At this point, I felt students were ready to move on to the heart of the lesson. I wanted students to learn the relative size of an ounce and the number of ounces in a pound. In past years, I would have written on the board: 1 pound = 16 oz. Now that I have less standards and am able to teach content with greater depth, I wanted students to discover this on their own! Prior to our math time, I purposefully cut clay into pieces that were just over an ounce or just under. I passed these pieces of clay out to each student and said: I wonder how big an ounce really is! Don't you!? Students couldn't wait to hear what we were doing with the clay! Today, I have set out three digital scales set around the room. I'd like for you to create a ball out of your clay that weighs exactly 1.0 ounces. When you're using the scale, make sure you are measuring using ounces. See how you can click the mode button to get either ounces or grams? I demonstrated this, clicking back and forth between the two measurements for each group of students. When you think you have a clay ball that is a perfect ounce, you can weigh your ball using one of the three scales. Some of you will have to add clay using the extra amount at each group while some of you will have to take away clay. Each student eagerly shaped their clay into balls and practiced Weighing a Clay Ball using one of the digital scales placed around the room. In this video, you'll see students Finding an Ounce. I took this time to question students and support learning: What do you think 0.85 means? Do you think it's similar to money... Like having 85 cents? Do you think you should add clay or take away clay to get to one whole? Here, Relating to Money, I scaffold the activity for a student by relating 1.05 to $1.05. Soon, all students successfully had a perfect one-ounce ball: Exactly an Ounce.

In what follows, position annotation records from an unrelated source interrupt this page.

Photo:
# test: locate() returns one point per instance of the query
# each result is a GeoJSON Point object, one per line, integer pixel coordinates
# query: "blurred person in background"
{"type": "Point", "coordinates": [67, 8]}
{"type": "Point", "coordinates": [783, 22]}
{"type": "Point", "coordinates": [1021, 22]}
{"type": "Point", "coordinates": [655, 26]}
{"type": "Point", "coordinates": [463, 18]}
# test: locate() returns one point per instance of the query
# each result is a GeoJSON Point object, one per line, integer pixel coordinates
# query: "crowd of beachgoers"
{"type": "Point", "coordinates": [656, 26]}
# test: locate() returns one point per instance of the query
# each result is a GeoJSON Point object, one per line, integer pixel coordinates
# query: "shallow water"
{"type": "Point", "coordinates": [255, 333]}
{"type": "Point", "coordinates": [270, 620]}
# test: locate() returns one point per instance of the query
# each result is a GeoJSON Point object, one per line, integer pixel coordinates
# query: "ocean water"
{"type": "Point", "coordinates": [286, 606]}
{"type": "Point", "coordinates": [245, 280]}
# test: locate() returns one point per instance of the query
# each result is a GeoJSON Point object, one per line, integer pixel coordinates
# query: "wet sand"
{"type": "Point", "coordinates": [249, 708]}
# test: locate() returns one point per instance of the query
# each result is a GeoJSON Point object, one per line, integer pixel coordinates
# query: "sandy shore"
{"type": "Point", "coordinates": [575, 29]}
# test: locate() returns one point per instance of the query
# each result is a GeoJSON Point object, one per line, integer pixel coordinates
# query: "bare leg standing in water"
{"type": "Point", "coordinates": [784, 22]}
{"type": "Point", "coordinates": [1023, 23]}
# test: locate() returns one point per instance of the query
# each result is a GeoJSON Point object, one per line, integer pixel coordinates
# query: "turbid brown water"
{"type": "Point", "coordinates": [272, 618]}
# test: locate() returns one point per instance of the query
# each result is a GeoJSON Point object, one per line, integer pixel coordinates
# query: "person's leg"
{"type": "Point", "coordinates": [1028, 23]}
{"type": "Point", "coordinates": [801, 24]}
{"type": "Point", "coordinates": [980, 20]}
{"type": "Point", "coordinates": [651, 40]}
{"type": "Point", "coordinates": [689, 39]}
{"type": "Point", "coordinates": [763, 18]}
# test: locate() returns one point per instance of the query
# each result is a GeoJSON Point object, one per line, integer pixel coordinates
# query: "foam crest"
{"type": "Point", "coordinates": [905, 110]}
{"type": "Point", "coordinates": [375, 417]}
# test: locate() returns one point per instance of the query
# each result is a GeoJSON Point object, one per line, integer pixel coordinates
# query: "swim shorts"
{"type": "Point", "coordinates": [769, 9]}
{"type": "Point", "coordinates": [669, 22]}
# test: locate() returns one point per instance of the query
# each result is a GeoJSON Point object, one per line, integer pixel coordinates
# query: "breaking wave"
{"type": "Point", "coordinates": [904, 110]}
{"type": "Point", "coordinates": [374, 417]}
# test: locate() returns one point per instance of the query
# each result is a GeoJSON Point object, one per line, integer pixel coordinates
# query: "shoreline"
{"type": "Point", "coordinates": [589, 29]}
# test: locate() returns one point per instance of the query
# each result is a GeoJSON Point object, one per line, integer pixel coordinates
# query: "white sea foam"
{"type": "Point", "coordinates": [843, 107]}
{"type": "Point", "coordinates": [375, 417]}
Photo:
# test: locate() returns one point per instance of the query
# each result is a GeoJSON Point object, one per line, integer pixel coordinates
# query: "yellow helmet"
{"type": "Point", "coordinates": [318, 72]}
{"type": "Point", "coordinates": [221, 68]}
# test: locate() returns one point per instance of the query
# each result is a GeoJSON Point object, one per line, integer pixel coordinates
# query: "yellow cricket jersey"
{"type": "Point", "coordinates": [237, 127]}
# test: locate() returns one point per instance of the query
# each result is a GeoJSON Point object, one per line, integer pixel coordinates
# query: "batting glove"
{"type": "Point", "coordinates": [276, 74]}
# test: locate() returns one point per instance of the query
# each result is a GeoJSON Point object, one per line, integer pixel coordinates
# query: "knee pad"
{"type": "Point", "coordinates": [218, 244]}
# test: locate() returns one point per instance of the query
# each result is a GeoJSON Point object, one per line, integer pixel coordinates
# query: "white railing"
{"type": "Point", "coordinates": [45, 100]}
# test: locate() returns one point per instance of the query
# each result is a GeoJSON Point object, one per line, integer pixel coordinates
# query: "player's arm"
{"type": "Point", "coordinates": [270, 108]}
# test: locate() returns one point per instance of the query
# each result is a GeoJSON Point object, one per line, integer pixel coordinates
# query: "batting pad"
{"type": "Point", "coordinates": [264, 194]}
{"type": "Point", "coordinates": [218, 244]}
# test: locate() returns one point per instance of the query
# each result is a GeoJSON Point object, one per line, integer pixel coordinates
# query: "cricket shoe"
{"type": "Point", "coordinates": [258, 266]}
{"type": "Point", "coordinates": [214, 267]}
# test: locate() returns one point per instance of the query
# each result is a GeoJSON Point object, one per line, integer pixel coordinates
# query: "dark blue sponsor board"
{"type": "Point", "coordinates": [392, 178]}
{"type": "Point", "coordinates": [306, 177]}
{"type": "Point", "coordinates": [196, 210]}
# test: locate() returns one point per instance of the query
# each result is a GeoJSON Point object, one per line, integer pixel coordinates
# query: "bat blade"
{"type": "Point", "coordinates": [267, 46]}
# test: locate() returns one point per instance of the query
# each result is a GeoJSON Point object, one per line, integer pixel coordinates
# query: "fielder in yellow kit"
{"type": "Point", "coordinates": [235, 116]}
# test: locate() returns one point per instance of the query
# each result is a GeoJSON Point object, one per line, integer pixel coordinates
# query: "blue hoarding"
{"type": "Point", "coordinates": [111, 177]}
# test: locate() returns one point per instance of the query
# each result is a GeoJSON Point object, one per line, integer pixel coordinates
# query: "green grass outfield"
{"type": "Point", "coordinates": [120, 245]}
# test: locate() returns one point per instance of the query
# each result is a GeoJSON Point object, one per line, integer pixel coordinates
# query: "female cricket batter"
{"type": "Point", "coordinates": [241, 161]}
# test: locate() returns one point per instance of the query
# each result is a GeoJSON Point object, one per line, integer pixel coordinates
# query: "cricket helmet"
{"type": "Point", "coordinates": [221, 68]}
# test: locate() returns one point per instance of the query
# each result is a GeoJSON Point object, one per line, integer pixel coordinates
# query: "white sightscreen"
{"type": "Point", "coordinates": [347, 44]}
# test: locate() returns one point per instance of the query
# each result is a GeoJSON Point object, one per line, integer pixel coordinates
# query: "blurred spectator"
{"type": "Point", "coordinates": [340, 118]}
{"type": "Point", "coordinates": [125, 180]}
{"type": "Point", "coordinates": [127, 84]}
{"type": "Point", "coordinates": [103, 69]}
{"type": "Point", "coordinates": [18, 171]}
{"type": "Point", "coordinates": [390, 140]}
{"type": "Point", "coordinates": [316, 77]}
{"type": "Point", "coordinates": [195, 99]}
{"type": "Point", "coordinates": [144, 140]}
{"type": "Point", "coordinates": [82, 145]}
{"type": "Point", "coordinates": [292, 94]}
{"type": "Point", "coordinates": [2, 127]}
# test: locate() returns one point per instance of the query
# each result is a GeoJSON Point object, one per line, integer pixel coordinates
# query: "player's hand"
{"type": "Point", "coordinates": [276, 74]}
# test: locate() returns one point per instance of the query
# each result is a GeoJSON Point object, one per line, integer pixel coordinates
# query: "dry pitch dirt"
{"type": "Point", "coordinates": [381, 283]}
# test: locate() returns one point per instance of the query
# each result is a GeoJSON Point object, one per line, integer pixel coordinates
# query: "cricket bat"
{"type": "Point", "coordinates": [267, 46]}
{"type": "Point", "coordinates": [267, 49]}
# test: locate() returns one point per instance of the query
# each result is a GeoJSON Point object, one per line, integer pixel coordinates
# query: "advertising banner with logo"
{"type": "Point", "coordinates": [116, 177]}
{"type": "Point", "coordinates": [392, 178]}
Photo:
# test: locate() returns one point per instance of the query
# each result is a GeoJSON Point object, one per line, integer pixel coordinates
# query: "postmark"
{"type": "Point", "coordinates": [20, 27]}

To bring closure to the lesson, I brought everyone back together. Sometimes I use a call and response to get the attention of students: Have a seat! Students repeat: "Have a seat!" Eyes are up! Students repeat: "Eyes are up!" Once everyone was ready to learn, I explained: I have a book here that is one pound. If we place this one pound book on one side of this balance scale, what would we do to see how many ounces are in a pound? Turn and Talk. I gave students a minute to talk and then asked for their thoughts: "Put the clay balls on the other side." "See how many it takes to make it even on both sides." One, by one, I asked students to bring their clay balls up to the front of the room and set them on the balance scale, opposite from the book. With prompting, students began to count: Students Counted. They watched excitedly to see what would happen. We got to 16 clay balls (each weighing one ounce), and nothing happened! With some minor adjustments (moving the book and clay balls around in the trays), I was able to balance the scale: Relating Ounces to Pounds. It was at this moment that students discovered the number of ounces in a pound! Turn and Talk: How many ounces are in a pound and how do you know? "16 ounces" "Yeah, because the book is one pound and it took 16 balls on the other side to make it balanced." "And each ball equals one ounce... so 16 ounces." I placed one clay ball in a bag and labeled it "1 ounce" and placed 16 clay balls in another bag and labeled it "16 ounces" so that I could refer to these models later on: One Ounce vs One Pound.
To check for understanding, I asked students to complete an exit slip on a half sheet of notebook paper. I asked two questions:
1. Name one item you would measure using ounces.
2. Name one item you wouldn't ever measure using ounces.